A timely and reliable prediction of economic activities is crucial in policymaking, especially in the current COVID-19 pandemic situation, which requires real-time decisions. However, making frequent predictions is challenging due to the substantial delays in releasing aggregate economic data. This study aims to nowcast Indonesia’s economic activities during the COVID-19 pandemic using the novel high-frequency Facebook Mobility Index as a predictor.

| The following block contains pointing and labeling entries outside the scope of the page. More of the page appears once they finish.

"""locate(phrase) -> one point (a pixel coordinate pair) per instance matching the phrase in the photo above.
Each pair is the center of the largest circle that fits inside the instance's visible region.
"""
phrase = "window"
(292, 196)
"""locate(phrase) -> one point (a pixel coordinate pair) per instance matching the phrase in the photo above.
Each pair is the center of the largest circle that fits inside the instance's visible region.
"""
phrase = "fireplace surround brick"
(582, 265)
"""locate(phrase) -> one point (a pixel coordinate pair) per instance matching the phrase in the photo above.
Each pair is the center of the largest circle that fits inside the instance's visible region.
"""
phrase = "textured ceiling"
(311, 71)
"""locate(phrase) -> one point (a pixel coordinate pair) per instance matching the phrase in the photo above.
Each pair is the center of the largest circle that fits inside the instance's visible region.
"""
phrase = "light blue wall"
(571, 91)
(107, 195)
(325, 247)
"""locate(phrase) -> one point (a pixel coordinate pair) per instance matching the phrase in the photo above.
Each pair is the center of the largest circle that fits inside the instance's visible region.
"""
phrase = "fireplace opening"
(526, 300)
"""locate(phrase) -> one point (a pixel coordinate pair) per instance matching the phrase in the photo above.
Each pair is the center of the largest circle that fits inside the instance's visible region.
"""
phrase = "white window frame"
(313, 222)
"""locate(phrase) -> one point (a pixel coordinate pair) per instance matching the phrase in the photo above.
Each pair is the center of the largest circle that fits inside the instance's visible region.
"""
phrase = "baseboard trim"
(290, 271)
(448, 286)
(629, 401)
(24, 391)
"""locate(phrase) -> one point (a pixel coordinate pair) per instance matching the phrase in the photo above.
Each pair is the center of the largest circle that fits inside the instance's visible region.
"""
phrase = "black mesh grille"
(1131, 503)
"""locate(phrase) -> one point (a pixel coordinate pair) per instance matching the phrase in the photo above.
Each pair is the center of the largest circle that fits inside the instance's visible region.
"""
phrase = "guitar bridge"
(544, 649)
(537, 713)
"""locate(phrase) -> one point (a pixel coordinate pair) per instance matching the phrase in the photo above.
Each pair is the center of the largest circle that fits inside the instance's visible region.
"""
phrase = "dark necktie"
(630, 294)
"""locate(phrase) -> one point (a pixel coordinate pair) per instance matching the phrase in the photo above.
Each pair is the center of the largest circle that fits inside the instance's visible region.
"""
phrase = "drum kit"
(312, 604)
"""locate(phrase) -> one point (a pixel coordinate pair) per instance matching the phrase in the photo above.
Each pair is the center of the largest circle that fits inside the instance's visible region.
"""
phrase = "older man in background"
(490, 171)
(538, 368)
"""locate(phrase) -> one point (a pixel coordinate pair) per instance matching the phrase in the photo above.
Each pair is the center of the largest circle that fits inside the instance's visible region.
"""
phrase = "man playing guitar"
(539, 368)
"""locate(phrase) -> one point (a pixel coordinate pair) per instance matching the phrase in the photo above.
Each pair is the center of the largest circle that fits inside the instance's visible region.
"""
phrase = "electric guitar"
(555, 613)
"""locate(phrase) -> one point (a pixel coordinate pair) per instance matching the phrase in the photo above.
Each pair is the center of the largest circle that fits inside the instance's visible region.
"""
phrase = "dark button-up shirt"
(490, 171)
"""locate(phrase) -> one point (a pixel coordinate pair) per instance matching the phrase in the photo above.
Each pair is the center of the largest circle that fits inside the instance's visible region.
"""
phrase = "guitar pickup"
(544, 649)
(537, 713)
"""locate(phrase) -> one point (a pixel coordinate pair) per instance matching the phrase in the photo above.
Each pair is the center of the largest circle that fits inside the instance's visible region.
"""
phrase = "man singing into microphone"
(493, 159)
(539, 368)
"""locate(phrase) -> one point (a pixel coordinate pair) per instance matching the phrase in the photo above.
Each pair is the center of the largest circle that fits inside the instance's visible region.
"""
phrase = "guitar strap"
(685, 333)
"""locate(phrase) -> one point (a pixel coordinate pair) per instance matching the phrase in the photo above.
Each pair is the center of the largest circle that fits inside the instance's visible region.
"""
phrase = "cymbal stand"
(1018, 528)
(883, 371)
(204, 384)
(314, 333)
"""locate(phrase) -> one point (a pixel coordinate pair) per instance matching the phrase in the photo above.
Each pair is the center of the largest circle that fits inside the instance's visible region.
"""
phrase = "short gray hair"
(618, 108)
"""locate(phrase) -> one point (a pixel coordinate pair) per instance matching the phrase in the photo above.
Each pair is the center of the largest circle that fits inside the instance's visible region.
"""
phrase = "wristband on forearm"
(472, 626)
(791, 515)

Employing mixed-frequency, mixed-data sampling, and benchmark least-squares models, we expanded the mobility index and used it to track the growth dynamics of the gross regional domestic product of provinces in Java and Bali and performed a bottom-up approach to estimate the aggregated economic growth of the provinces altogether. Our results suggested that the daily Facebook Mobility Index was a considerably reliable predictor for projecting economic activities on time. All models almost consistently produced reliable directional predictions. Notably, we found the mixed data sampling-autoregressive model to be slightly superior to the other models in terms of overall precision and directional predictive accuracy across observations.

Suggested Citation

  • Yose Rizal Damuri & Prabaning Tyas & Haryo Aswicahyono & Lionel Priyadi & Stella Kusumawardhani & Ega Kurnia Yazid, 2021. "Tracking the Ups and Downs in Indonesia’s Economic Activity During COVID-19 Using Mobility Index: Evidence from Provinces in Java and Bali," Working Papers DP-2021-18, Economic Research Institute for ASEAN and East Asia (ERIA).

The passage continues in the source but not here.